Aku menghabiskan waktu berhari-hari di laboratorium, mencoba menganalisis data Maya. Aku mencoba mencari pola, korelasi, dan faktor-faktor yang membuatnya begitu istimewa. Tapi, aku tidak menemukan apa-apa.

Akhirnya, aku menyadari bahwa aku mencari jawaban di tempat yang salah. Cinta bukanlah rumus. Cinta bukanlah algoritma. Cinta adalah sesuatu yang lebih kompleks, lebih misterius, dan lebih indah dari semua itu.

Aku memutuskan untuk berhenti mengandalkan data.

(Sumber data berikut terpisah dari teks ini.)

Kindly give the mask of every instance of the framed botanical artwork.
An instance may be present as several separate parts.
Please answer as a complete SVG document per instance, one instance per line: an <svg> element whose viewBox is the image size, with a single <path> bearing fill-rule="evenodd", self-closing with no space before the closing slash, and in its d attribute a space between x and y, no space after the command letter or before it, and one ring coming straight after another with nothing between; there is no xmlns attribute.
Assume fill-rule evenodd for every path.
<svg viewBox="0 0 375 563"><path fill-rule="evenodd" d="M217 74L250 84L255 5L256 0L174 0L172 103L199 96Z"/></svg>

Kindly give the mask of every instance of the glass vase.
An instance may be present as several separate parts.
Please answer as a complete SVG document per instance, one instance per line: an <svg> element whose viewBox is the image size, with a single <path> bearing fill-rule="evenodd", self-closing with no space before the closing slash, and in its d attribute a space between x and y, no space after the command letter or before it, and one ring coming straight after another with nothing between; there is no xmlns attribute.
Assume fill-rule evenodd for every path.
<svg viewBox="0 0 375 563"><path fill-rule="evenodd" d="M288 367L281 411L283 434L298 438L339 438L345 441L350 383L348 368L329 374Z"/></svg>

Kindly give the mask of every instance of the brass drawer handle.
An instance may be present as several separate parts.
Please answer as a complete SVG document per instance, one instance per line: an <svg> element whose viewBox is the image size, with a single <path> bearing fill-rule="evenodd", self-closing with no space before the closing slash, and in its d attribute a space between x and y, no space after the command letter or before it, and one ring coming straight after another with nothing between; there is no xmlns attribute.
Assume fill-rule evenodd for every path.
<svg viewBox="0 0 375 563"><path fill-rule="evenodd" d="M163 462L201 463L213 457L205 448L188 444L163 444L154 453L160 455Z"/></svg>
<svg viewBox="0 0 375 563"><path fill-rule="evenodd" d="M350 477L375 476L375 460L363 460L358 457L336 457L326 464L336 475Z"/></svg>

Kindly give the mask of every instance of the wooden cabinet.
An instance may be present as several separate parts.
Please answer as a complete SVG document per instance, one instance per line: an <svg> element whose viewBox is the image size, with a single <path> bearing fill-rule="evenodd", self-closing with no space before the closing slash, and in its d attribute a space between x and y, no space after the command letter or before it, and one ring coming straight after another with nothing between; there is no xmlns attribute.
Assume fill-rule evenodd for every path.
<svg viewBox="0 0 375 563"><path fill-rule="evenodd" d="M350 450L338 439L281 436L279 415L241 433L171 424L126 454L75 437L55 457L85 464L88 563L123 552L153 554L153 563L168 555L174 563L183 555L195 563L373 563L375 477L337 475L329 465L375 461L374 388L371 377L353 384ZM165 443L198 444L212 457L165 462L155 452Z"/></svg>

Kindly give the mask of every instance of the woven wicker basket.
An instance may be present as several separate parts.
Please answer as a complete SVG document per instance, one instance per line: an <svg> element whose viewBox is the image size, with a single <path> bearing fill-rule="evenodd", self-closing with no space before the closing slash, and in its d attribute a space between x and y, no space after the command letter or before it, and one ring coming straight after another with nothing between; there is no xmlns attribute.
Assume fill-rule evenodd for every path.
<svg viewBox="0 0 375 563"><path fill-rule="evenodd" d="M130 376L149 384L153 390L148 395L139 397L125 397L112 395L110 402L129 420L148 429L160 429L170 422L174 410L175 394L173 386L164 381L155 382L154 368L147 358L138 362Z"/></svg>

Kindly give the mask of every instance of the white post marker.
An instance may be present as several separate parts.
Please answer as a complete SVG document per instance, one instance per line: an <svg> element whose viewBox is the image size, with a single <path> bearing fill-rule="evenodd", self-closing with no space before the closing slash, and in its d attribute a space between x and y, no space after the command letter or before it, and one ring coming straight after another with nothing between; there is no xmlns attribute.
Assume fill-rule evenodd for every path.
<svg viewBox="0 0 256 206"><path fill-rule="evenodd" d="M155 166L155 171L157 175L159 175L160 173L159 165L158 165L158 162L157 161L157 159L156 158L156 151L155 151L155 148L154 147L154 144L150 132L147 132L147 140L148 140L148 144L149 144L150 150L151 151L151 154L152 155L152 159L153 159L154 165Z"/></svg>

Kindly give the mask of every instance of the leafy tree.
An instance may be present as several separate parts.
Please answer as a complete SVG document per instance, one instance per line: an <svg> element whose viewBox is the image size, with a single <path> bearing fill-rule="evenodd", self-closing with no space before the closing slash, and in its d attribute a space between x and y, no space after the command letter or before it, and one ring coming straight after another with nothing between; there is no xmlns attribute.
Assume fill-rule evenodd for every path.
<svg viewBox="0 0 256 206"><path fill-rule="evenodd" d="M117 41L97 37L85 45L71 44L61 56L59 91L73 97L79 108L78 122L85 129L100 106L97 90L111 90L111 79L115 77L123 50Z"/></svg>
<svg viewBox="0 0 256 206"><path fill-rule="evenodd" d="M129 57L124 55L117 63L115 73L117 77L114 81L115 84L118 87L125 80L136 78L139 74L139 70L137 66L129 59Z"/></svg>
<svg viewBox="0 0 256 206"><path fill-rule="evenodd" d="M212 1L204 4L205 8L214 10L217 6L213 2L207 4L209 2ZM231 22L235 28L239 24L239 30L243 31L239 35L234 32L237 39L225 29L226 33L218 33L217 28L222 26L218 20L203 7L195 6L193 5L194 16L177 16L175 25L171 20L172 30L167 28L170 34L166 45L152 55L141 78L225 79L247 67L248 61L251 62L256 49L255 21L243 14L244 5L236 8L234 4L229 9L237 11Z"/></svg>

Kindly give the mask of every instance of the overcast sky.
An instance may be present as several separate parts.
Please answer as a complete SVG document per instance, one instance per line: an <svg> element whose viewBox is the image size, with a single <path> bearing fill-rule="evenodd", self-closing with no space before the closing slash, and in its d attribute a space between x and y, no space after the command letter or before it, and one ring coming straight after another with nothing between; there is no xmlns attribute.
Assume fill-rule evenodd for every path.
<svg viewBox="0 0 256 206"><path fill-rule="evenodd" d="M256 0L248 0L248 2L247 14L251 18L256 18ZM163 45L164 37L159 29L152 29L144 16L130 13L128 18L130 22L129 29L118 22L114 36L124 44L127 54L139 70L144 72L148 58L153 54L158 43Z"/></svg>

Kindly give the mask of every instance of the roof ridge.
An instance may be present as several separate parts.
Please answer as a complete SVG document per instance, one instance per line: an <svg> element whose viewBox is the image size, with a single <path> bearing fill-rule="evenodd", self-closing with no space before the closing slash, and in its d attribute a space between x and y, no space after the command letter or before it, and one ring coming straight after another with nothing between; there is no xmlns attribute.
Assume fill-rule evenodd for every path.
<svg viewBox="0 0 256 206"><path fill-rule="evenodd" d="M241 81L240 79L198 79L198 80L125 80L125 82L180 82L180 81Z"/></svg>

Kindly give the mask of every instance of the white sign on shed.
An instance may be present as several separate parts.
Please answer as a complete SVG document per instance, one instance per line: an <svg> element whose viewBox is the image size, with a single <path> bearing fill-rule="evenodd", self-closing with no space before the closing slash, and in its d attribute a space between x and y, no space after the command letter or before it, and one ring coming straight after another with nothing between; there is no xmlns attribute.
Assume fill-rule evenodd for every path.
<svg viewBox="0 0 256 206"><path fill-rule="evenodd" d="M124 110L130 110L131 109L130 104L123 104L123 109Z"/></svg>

Aku mulai mendengarkan hatiku. Aku mengajak Maya berkencan lagi. Kami menjelajahi kota bersama, mengunjungi museum, menonton film di bioskop indie, dan berjalan-jalan di taman di bawah bintang-bintang.

Setiap hari bersamanya adalah petualangan baru. Aku belajar untuk menghargai ketidakpastian, untuk menerima kekurangan, dan untuk mencintai tanpa syarat.

Suatu malam, saat kami duduk di bangku taman, dia bertanya kepadaku, "Jadi, Aksara, apakah kamu masih percaya pada algoritma?"

Aku tersenyum. "Aku percaya bahwa algoritma bisa membantuku menemukanmu," jawabku. "Tapi, aku percaya bahwa kaulah yang membuatku jatuh cinta."

Dia memegang tanganku erat-erat. "Aku juga," bisiknya.

Aku menyadari bahwa cinta bukanlah tentang menemukan pasangan yang sempurna. Cinta adalah tentang menerima seseorang apa adanya, dengan semua kelebihan dan kekurangannya. Cinta adalah tentang membangun koneksi yang kuat, berdasarkan kepercayaan, pengertian, dan rasa hormat.

Cinta adalah tentang senyum Maya, yang membuat hatiku berdebar kencang setiap kali aku melihatnya.

Aku masih bekerja di SoulSync. Aku masih berkontribusi pada pengembangan algoritma kami. Tapi, aku tidak lagi percaya bahwa algoritma adalah jawaban atas segalanya.

Aku percaya bahwa algoritma bisa menjadi alat yang berguna. Tapi, pada akhirnya, cinta adalah keputusan yang harus kita buat sendiri. Cinta adalah risiko yang harus kita ambil. Cinta adalah sesuatu yang harus kita perjuangkan.

Dan aku, Aksara, seorang insinyur perangkat lunak yang dulu percaya pada logika dan kepastian, kini siap memperjuangkan cinta untuk Maya, untuk senyumnya, dan untuk masa depan yang tidak bisa diprediksi oleh algoritma manapun. Mungkin algoritma memang bisa merindukan senyuman, tapi hatikulah yang benar-benar mencintainya.